One of the limitations of an observational study is that statistical analyses can only identify associations between independent variables and the outcome of interest. The authors provide several possible biologic mechanisms to explain the association between accumulative deep hypnotic time and postoperative mortality, but these explanations are speculative and lacking proof. Unfortunately, causality cannot be established by this observational study, and other work must be done to confirm a cause-and-effect relationship between accumulative deep hypnotic time as measured by Bispectral Index <45 and 1-yr postoperative mortality.

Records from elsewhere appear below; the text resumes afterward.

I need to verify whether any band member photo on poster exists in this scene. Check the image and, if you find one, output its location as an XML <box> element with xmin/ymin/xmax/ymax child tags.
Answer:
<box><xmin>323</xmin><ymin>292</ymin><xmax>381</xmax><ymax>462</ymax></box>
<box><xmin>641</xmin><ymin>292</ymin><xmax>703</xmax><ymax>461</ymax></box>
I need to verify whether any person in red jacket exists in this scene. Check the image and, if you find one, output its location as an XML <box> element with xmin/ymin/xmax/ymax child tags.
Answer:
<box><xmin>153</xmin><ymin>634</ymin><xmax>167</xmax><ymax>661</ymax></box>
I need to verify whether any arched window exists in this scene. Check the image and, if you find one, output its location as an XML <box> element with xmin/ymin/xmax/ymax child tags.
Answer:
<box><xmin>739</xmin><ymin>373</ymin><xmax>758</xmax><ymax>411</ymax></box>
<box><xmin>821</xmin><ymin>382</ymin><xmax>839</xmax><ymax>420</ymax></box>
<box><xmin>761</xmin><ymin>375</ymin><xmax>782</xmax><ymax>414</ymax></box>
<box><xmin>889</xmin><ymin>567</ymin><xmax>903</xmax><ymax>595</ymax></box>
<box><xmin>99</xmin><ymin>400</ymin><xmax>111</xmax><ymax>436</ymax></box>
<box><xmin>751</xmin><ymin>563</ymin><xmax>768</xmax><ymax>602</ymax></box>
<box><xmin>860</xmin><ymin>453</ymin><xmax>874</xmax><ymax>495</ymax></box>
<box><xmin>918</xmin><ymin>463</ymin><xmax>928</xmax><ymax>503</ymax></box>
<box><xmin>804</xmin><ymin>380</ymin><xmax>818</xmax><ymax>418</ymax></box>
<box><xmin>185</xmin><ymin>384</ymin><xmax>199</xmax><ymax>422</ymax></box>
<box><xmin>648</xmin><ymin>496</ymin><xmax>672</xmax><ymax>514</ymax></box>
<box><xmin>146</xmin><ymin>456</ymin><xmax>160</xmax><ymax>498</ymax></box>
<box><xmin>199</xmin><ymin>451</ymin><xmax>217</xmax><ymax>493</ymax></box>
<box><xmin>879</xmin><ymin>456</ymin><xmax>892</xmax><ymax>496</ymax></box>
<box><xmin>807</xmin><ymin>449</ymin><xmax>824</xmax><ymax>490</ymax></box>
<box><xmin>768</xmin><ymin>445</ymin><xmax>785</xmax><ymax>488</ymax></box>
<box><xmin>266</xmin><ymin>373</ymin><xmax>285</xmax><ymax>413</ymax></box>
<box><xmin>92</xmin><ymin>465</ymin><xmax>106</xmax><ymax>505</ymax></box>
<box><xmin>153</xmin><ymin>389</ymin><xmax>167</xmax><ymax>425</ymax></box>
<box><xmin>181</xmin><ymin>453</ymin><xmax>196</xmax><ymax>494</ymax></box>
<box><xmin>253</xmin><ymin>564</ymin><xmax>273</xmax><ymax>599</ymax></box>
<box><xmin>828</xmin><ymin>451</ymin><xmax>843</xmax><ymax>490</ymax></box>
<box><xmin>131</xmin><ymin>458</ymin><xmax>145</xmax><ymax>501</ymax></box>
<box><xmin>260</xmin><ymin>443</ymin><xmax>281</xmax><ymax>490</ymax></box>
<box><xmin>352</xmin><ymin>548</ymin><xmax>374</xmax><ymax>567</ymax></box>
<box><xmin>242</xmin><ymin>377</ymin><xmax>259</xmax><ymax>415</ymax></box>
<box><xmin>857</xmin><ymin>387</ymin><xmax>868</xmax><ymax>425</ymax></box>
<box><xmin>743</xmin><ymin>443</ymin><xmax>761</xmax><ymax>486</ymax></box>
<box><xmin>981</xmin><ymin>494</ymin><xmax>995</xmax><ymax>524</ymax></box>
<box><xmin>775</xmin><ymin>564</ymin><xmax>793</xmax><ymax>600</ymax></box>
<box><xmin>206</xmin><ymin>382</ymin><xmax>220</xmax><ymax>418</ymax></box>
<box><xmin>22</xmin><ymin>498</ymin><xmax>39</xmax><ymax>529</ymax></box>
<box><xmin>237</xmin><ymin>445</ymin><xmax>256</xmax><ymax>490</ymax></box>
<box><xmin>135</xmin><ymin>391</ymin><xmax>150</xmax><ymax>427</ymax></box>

Because the finding in the current study is an association, there is another interpretation of the data, i.e., the patients who were more susceptible to general anesthesia, as measured by a lower Bispectral Index, were more likely to die within the year after surgery. If this were the case, the low Bispectral Index values, in response to doses of anesthesia that clinicians felt were appropriate, may be a marker for increased risk of death within 1 yr of surgery.
The association between accumulative deep hypnotic time and 1-yr postoperative mortality is interesting, but additional research is required to understand the significance of this finding and whether a cause-and-effect relationship truly exists.
Arnold J. Berry, MD, MPH
Department of Anesthesiology
Emory University School of Medicine
1. Monk TG, Saini V, Weldon BC, Sigl JC. Anesthetic management and one-year mortality after noncardiac surgery. Anesth Analg 2005;100:4–10.